The final chapters of this groundbreaking book address questions of sexuality and marriage definitively. Like Judith Plaskow, Adler sees Jewish tradition on sexuality as divided. On the one hand are rigid legal codes in which women are property, and on the other hand are poems and stories which celebrate a loving equality between the sexes, human generosity, and even divine violation of law. Critiquing the “dominance and submission” view of relationships stemming from Genesis 2, she offers other models: the mysteriously androgynous God and adam of Genesis 1, the joyous and mutual sensuousness of the Song of Songs, the generous loving-kindness, chesed, described in the Book of Ruth, and the lawbreaking “covenant marriage” between God and Israel described in Hosea.

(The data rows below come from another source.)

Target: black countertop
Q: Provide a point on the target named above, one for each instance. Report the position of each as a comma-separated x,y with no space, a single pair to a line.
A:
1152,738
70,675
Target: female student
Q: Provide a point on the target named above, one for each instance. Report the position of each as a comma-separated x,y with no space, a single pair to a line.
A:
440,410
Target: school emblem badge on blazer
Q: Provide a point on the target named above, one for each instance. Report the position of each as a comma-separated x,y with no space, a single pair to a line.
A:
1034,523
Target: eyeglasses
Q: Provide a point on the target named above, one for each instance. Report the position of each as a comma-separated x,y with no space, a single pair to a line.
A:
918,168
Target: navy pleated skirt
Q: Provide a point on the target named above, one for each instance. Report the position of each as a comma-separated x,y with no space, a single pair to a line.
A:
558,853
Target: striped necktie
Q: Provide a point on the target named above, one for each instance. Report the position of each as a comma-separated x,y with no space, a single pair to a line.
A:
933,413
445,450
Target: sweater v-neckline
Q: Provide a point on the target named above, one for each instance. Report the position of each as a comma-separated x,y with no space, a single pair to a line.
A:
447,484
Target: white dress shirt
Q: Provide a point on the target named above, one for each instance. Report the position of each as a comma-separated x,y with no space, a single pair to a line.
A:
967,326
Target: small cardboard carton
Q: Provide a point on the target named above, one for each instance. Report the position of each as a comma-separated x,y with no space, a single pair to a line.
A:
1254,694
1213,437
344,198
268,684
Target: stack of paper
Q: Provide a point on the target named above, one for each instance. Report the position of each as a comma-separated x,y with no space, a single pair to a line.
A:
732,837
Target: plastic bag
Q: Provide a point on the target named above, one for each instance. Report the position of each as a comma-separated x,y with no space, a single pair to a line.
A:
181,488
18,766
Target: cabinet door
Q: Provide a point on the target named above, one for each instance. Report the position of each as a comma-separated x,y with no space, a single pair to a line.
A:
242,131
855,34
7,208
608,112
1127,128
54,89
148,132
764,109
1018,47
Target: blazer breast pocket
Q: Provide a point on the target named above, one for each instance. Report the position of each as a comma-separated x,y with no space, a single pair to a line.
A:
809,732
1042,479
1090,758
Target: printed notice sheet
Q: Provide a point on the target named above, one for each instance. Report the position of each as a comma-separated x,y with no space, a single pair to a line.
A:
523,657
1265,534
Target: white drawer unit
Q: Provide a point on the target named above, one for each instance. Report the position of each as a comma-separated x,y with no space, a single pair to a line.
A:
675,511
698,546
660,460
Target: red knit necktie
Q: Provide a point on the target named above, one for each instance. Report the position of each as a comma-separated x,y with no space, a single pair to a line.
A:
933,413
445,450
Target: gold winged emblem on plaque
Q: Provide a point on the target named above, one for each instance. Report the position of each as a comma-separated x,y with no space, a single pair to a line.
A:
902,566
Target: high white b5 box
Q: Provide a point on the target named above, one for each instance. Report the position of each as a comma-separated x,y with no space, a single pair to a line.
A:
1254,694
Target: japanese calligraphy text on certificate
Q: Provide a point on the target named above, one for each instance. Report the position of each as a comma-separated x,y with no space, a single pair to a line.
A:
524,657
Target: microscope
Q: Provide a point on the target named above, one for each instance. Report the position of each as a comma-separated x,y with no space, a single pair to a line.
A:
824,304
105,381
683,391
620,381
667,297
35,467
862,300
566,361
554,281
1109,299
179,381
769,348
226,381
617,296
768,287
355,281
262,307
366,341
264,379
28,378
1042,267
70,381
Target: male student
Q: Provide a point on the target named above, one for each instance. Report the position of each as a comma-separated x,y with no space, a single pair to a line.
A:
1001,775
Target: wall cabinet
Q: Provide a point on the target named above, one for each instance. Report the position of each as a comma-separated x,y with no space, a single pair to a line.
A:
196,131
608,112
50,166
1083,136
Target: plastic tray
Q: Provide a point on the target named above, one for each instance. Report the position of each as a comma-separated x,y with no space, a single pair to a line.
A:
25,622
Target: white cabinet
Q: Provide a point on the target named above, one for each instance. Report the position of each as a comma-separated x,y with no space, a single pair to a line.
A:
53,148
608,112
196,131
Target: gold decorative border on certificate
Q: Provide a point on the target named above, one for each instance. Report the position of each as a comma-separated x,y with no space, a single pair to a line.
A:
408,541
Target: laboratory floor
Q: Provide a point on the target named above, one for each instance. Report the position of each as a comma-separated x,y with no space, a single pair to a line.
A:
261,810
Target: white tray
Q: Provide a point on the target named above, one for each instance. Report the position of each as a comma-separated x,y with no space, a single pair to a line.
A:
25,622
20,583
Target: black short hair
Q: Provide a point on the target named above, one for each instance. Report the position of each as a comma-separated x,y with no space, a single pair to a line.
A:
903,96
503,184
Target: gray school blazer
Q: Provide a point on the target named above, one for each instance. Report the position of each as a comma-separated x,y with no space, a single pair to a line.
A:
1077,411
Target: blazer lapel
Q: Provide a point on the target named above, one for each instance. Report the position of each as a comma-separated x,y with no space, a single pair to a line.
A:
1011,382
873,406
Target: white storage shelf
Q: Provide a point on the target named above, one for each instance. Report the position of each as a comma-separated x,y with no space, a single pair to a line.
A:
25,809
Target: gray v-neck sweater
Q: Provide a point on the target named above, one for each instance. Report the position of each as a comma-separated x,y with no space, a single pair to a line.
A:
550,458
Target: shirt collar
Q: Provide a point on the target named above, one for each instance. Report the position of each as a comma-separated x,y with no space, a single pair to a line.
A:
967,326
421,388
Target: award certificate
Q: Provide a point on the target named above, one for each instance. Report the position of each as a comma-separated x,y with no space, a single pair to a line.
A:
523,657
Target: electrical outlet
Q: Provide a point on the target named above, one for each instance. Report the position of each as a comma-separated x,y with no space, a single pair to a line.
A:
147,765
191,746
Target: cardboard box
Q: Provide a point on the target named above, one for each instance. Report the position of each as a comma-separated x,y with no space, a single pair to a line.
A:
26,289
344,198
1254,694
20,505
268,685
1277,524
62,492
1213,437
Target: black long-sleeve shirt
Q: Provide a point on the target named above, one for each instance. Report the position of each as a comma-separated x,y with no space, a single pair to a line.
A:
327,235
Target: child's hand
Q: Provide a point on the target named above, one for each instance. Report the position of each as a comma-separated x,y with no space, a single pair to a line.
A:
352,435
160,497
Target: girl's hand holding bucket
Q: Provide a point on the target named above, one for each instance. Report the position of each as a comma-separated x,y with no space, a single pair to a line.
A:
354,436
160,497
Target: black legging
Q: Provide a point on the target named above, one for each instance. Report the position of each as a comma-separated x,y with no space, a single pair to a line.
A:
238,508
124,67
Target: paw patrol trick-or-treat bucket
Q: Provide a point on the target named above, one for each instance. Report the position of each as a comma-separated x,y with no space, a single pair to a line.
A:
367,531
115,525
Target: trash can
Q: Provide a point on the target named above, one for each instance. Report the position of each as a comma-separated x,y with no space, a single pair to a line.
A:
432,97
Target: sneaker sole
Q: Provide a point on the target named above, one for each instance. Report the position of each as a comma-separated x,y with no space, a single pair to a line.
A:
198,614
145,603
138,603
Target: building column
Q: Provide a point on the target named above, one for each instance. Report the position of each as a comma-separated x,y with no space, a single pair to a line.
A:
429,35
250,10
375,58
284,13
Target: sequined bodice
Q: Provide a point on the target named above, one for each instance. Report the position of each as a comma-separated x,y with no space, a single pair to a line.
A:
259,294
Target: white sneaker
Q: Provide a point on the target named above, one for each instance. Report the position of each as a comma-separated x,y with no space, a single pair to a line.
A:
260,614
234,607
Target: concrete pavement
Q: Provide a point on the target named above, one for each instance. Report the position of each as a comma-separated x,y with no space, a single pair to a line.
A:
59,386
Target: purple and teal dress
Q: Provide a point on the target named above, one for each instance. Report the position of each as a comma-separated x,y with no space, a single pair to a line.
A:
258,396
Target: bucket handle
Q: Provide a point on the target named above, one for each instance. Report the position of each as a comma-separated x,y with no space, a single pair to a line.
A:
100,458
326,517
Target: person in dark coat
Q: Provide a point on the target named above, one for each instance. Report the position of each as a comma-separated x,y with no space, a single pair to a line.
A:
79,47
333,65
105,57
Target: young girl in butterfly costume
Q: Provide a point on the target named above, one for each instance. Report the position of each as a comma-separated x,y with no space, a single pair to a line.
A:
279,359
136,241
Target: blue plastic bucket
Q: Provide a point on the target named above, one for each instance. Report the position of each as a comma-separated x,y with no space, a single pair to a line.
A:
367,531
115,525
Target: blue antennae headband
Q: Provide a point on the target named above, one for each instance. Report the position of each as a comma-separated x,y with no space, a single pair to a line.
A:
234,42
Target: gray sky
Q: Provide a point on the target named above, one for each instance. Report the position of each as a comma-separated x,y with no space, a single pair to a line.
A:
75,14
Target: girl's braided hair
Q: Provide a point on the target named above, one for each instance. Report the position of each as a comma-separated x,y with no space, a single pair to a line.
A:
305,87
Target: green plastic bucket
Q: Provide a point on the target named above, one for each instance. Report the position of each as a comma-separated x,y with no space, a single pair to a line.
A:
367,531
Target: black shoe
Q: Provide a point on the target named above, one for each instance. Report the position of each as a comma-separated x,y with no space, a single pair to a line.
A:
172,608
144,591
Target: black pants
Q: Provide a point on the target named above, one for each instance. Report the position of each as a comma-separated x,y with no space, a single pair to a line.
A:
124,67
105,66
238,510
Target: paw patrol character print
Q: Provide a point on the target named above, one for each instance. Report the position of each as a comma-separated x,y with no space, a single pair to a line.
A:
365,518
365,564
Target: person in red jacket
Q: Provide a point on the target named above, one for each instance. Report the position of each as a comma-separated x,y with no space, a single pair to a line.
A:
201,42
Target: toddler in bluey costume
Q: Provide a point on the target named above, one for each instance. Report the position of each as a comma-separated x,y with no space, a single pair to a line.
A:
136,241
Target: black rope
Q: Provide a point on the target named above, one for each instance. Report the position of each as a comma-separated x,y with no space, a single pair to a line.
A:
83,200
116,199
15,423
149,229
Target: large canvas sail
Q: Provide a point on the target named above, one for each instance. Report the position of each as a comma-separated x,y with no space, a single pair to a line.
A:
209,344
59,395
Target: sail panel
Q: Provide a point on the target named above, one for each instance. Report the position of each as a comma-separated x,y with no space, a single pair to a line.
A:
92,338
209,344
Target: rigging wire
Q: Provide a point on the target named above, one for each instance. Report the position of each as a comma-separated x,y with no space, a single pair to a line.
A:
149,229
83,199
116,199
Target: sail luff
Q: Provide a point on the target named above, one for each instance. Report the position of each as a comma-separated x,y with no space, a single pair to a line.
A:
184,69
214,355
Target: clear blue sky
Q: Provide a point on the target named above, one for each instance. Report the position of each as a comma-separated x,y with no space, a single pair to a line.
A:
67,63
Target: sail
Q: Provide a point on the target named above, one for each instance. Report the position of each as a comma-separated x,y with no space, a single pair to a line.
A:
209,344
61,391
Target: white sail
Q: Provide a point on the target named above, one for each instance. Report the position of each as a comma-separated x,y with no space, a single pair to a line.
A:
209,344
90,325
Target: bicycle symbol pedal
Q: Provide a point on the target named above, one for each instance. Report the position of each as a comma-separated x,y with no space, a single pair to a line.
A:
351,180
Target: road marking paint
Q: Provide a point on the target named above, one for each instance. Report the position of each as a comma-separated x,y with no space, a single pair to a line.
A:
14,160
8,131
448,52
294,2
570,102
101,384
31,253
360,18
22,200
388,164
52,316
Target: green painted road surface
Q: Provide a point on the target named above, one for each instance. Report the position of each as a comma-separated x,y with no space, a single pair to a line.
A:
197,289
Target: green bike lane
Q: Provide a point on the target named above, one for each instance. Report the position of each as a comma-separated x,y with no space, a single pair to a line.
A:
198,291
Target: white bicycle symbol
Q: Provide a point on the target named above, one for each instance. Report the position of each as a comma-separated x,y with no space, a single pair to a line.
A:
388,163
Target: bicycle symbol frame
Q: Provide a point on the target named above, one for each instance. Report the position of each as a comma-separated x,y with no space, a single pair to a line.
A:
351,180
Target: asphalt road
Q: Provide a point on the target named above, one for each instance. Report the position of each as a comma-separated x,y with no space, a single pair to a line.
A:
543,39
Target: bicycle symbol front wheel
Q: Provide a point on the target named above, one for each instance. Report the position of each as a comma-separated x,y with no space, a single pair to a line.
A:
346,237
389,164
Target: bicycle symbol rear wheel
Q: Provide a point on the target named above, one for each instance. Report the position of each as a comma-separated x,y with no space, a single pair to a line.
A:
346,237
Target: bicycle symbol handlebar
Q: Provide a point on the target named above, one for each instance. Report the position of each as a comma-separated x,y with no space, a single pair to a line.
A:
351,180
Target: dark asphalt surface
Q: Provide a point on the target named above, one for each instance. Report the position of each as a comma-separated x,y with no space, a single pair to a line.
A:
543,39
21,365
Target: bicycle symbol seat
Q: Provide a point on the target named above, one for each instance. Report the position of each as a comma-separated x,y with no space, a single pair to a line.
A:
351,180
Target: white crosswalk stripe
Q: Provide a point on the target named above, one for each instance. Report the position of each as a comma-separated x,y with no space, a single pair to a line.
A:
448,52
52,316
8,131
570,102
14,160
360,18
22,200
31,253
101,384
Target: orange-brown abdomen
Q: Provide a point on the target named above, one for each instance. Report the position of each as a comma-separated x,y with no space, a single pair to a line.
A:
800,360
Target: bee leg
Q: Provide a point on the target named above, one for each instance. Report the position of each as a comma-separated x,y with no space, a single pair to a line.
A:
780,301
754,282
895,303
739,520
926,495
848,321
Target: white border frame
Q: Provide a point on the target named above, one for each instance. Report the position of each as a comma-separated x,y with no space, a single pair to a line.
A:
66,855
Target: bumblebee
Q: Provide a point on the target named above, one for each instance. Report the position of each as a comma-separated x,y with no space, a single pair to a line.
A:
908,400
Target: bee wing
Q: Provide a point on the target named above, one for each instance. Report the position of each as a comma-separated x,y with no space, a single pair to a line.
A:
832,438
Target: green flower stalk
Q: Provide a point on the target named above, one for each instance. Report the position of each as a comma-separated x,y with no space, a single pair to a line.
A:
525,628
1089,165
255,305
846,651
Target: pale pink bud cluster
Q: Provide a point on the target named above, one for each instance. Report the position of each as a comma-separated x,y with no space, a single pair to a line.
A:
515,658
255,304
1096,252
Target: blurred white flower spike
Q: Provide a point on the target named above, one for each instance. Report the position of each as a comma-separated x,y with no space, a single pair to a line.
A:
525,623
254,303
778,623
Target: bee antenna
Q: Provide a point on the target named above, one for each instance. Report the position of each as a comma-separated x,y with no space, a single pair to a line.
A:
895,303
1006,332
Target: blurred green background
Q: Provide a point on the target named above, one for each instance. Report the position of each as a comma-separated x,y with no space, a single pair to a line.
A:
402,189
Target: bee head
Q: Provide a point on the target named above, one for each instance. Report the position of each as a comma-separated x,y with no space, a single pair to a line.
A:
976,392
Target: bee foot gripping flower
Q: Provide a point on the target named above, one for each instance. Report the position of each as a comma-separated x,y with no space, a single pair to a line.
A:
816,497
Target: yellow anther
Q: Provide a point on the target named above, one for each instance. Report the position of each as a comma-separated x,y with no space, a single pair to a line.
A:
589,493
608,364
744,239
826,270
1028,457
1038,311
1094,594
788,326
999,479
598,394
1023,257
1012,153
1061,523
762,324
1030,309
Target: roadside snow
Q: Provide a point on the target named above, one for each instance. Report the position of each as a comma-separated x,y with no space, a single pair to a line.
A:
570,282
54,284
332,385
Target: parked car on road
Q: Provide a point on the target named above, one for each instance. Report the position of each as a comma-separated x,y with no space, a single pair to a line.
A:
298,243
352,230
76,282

As the climax of Engendering Judaism, Adler argues for a radical reconceptualization of the Jewish wedding ritual and of the meaning of marriage, based on covenant instead of ownership. Her b’rit ahuvim, or lovers’ covenant, is a practical and beautiful design that retains “as many elements of the traditional ceremony as possible,” but derives from partnership law instead of the law of acquisition and possession. The idea is that the couple is joining in a mutual commitment of equals, to share a love that may have mortal faults yet comes ultimately from the love God offers us and asks of us. Not coincidentally, variants of Adler’s proposed ceremony would be available for same-sex couples. When I read this chapter, with its carefully thought out details, its clear yearning for a better way Jews could find to spend lifetimes together, and its yearning as well for a way to re-knit the loosened ties between Orthodox and non-Orthodox Jews, I felt a pang. I wish this ceremony had been available when my daughter was married. Will young people across the spectrum of Jewishness embrace Adler’s wishes for them? Will their rabbis ultimately share Adler’s idealistic hopes? Surely her ideas will be hotly debated. If received in the spirit with which they are offered, this too will be a dispute “for the sake of heaven.”

Alicia Ostriker is a poet, critic and author of, among other books, The Nakedness of the Fathers: Biblical Visions and Revisions (Rutgers University Press, 1994). The Little Space: Poems Selected and New is forthcoming this fall from the University of Pittsburgh Press.